Bei Kindern mit Multisystem-Entzündungssyndrom wurde über akute Hepatitis berichtet, eine Koinfektion mit anderen Viren wurde jedoch nicht untersucht. Wir stellten die Hypothese auf , dass die kürzlich gemeldeten Fälle von schwerer akuter Hepatitis bei Kindern eine Folge einer Adenovirus-Infektion mit Darmtrophismus bei Kindern sein könnten, die zuvor mit SARS-CoV-2 infiziert waren und Virusreservoirs in sich trugen.

Bei Mäusen führt eine Adenovirus-Infektion zu einer Sensibilisierung für einen anschließenden durch Staphylokokken-Enterotoxin B vermittelten toxischen Schock, der zu Leberversagen und Tod führt. Dieses Ergebnis wurde durch eine Adenovirus-induzierte Typ-1-Immunverzerrung erklärt, die bei anschließender Verabreichung von Staphylokokken-Enterotoxin B zu einer übermäßigen Produktion von IFN-γ und IFN-γ-vermittelter Apoptose von Hepatozyten führte.

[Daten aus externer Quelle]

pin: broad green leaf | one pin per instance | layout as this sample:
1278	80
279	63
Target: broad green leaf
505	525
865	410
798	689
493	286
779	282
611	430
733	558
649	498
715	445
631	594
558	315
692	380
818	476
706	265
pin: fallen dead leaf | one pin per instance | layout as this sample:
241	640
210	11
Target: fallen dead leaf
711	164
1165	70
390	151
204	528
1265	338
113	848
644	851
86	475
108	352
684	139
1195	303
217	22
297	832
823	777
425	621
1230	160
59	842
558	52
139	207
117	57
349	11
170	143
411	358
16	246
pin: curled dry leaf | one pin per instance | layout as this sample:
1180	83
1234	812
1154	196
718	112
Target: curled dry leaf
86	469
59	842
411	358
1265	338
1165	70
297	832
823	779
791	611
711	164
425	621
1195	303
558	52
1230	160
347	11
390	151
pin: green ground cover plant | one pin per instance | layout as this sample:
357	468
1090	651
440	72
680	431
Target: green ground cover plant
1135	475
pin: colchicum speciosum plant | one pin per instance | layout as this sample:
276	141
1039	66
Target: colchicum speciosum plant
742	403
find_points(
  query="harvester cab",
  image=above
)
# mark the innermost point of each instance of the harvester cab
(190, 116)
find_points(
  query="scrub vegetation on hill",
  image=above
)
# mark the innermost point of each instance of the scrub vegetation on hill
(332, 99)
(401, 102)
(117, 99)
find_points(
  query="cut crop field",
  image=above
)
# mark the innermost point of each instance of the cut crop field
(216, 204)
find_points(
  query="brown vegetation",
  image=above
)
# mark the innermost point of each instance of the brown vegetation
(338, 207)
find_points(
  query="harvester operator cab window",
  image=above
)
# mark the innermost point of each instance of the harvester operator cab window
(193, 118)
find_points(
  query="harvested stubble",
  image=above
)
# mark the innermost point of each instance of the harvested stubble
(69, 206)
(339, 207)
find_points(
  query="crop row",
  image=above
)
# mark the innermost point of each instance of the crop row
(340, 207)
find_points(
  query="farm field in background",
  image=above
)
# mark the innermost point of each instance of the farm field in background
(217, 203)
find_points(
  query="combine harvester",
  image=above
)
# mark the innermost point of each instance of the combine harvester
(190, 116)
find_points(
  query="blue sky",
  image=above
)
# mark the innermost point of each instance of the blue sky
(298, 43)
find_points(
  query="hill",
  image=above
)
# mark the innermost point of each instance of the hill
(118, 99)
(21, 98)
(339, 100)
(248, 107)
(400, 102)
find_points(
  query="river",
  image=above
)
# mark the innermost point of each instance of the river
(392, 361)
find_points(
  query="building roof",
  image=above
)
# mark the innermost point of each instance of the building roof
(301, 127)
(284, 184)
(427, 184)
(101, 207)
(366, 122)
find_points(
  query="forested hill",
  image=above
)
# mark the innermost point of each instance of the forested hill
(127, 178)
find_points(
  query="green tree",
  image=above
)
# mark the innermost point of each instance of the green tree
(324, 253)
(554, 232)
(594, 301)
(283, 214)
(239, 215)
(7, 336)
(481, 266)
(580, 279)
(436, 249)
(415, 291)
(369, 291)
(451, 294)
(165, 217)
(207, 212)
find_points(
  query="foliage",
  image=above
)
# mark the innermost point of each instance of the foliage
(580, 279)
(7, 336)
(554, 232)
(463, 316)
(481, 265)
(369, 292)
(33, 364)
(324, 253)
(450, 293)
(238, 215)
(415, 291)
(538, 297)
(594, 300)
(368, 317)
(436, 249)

Übertragen auf die aktuelle Situation schlagen wir vor, die Persistenz von SARS-CoV-2 im Stuhl, den T-Zell-Rezeptor-Skewing und die Hochregulation von IFN-γ bei Kindern mit akuter Hepatitis zu untersuchen, da dies Hinweise auf ein SARS-CoV-2 liefern könnte Superantigen-Mechanismus in einem mit Adenovirus-41F sensibilisierten Wirt. Wenn Hinweise auf eine Superantigen-vermittelte Immunaktivierung gefunden werden, sollten immunmodulatorische Therapien bei Kindern mit schwerer akuter Hepatitis in Betracht gezogen werden.